When Amanda arrives at the docks to see her children off, she makes the impulsive decision to send only the elder Viera.  She lives with the guilt of this decision for the rest of her life.  Amanda and Lina are temporarily safe living with Claire and her daughter Danielle in France.  But they are eventually betrayed and sent to an internment camp.  There Amanda makes further difficult and dangerous decisions in order to help Lina escape.

Then follows the story of Lina's struggle to survive when the Nazis come down hard on the small town.

I'd say this is a fairly typical Holocaust book, but I did find it interesting and well written.

A Nantucket Wedding by Nancy Thayer

Thayer is one of my favourite summertime authors.  Like most of her novels, this one is set on the island of Nantucket.  I wouldn't say it was my favourite of her books, but I did enjoy it.
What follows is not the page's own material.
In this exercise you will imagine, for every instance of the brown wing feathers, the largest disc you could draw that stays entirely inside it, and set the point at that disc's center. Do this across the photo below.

The story revolves around Alison, a woman who has been widowed from the love of her life for several years, and to her surprise falls in love with David, also a widower.  They have decided to marry and Alison uses the opportunity to bring together her adult daughters - who have never been particularly close - their families and David's two children and their families.

Thus begins a fairly typical story of the relationships between siblings, step siblings and spouses.  Everyone is suffering from some sort of disappointment in their marriages or professional careers and take some time on the island to work through the issues.
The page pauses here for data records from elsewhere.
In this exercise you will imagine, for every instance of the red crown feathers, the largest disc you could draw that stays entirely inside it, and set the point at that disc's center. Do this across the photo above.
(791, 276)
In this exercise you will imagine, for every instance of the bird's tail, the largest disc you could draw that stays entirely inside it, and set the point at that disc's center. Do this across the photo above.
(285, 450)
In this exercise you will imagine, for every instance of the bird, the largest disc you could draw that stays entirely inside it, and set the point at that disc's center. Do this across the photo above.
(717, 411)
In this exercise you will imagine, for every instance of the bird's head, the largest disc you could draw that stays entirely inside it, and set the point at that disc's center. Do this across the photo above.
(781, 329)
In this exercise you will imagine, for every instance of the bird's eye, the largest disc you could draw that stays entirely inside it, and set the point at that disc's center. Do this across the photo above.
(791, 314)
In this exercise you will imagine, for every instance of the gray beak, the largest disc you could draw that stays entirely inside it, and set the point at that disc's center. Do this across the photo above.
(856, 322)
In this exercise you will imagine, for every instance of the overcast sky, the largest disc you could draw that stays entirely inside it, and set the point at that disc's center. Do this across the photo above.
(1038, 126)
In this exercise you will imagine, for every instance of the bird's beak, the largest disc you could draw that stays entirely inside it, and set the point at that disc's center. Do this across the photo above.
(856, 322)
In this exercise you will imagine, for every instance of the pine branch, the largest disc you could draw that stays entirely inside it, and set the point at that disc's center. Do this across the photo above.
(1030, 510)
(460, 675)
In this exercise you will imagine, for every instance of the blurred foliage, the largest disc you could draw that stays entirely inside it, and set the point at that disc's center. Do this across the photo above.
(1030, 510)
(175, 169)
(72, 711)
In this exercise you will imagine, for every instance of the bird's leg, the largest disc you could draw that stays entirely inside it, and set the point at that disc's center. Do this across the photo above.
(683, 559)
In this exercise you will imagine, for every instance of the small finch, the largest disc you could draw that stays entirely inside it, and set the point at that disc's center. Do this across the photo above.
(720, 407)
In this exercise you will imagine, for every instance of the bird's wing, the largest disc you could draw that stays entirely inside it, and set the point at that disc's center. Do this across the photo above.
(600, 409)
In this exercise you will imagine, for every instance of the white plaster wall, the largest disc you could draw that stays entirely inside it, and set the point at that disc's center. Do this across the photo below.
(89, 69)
None of the events are particularly dramatic or surprising, but the relationships are interesting enough to sustain the narrative.

A Dangerous Act of Kindness by LP Fergusson

I chose this book because the online library platform, Overdrive, was making it available to anyone without a waiting list.  It was worth reading though was somewhat longer than it needed to be.

The novel tells the story of a British widow, Millie, who discovers an injured German pilot, Lukas, whose plane has crashed near her farm during World War II.  As he has landed during a terrible snow storm, and she knows he will be killed by locals if discovered, she makes the dangerous decision to take him in and hide him.

During the course of the storm they discover that despite being on opposite sides of the war they have a lot in common - her husband died by suicide, as did his father - and both of them were the ones to discover the deaths.  They also fall in love (perhaps a tad too predictable).

When the storm ends Lukas must leave the safety of Millie's home and is eventually captured.  He goes to great lengths to avoid confessing her involvement in his rescue.  Despite that a local rogue police officer suspects her treason and harangues her relentlessly despite orders from superiors to leave her be (think Javert's hunt for Jean Valjean).

The story follows what happens to Millie and Lukas through the course of the war and several years after.  While it was interesting I did think it could have been wrapped up more succinctly.